プロサッカー選手への道は、選ばれし者だけが踏み入れられる狭き門だ。その険しい世界で兄弟そろってJリーガーになるだけでも特別だが、中には姉や妹が女子サッカーのトップリーグで活躍するケースもある。今回は、男子と女子それぞれのプロ舞台で存在感を放つ、日本の“すごい兄妹・姉弟サッカー選手”を5組ピックアップして紹介する。[3/5ページ]
山口千尋&山口卓己(やまぐち・ちひろ/たくみ)
姉:千尋(29歳)、弟:卓己(25歳)
所属クラブ:ジェフユナイテッド千葉レディース/大分トリニータ
現在ジェフユナイテッド千葉レディースでプレーしている山口千尋は、女子サッカーの名門でもある神村学園中に入学。高校2年次には全日本高等学校女子サッカー選手権大会に出場し、大会準優勝の原動力となっている。

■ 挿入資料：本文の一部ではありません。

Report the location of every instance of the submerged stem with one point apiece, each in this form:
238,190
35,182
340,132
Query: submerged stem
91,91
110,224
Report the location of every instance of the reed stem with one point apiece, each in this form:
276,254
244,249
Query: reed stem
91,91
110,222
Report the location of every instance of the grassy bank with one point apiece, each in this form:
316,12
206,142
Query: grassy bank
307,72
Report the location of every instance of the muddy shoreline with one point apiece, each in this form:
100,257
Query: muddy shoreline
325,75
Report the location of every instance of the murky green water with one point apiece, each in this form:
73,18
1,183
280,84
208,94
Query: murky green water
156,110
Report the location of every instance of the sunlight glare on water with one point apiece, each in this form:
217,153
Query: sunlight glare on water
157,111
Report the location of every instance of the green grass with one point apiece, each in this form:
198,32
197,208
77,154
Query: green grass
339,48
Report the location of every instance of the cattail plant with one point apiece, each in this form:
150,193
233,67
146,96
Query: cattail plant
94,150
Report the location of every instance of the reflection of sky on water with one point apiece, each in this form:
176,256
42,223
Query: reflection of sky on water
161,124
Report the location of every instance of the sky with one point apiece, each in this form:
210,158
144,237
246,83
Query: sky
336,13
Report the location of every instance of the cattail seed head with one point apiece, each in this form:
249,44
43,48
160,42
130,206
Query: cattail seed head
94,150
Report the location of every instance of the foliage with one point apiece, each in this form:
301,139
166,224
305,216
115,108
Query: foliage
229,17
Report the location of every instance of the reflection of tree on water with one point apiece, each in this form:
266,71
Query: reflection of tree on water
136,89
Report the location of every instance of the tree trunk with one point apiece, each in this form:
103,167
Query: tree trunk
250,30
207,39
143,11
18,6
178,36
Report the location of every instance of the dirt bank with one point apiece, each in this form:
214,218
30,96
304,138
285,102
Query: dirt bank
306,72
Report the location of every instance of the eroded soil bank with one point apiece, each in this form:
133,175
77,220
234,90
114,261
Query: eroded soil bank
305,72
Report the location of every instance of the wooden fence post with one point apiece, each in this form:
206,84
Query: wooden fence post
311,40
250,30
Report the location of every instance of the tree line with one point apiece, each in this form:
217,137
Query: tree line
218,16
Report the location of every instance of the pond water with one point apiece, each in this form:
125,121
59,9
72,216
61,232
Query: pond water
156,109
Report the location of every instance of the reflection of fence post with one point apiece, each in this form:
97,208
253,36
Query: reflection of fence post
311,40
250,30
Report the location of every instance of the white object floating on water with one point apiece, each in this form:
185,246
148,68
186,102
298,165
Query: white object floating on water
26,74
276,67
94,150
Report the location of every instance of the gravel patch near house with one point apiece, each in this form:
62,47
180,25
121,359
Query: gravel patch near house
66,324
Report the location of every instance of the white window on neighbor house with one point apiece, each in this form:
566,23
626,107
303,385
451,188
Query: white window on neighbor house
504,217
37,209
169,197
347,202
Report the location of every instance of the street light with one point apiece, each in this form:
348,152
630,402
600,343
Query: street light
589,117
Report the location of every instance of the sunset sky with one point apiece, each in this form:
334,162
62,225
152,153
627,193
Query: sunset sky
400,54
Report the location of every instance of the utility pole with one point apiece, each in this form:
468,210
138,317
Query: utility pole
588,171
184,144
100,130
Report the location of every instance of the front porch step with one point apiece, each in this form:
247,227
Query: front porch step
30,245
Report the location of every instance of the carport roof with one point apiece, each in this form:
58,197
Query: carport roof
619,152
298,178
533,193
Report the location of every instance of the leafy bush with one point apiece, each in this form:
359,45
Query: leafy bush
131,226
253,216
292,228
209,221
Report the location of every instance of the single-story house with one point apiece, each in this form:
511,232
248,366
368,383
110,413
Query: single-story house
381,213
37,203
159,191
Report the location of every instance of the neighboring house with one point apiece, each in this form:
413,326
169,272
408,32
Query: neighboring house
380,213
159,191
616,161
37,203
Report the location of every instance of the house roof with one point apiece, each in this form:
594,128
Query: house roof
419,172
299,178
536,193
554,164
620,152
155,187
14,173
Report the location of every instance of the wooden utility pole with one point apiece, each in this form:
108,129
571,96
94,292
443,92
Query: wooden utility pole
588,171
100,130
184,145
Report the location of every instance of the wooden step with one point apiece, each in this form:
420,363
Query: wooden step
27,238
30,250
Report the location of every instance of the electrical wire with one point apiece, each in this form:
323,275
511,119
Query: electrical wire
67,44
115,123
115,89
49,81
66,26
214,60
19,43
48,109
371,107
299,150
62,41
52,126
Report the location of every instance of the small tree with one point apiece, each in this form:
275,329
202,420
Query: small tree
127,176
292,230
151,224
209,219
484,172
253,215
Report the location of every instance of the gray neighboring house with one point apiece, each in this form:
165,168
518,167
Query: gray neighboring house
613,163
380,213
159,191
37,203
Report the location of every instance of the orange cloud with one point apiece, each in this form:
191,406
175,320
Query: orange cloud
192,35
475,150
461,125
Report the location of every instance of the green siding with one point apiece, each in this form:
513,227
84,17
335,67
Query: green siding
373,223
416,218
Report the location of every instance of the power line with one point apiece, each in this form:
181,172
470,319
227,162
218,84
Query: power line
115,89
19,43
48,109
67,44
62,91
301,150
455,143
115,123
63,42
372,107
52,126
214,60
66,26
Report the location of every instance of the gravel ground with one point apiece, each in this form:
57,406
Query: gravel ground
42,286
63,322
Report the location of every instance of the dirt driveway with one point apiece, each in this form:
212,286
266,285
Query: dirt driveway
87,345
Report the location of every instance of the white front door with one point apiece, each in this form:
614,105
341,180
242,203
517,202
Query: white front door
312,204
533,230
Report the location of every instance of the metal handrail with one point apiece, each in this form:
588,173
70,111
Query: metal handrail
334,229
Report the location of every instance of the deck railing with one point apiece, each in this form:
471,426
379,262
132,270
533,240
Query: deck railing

高校卒業後は姫路獨協大学へと進学し、在学中に3度ユニバーシアード日本女子代表に選出。2017年には大会準優勝に貢献し、実力を常に示してきた。
その後、シニアの道へ進んだ千尋は愛媛FCレディースへと加入。中盤のポジションのレギュラーとして、なでしこリーグ2部で18試合の出場で6ゴールを記録し、同リーグの新人賞を受賞している。
その勢いのまま、千尋は2021年にサンフレッチェ広島レジーナへと移籍。しかし、この移籍は結果的に失敗に終わり、わずか2シーズンで退団。2023年からは千葉で心機一転、レギュラーとして活躍している。
その千尋から4歳下の山口卓己は、大分高校で全国高校サッカー選手権にも出場。同校を卒業すると鹿屋体育大学へと進学し、1年次から試合に出場してきた。
その努力は実を結び、4年次に鹿児島ユナイテッドFCの強化指定選手に。そのまま同クラブへの加入が内定し、はれてプロサッカー選手のひとりとなった。
2023シーズンからはボランチのレギュラーとなり、昨季はJ3ながらリーグ戦34試合6ゴール7アシストの好成績を残した。
今季からは大分トリニータへと移籍している。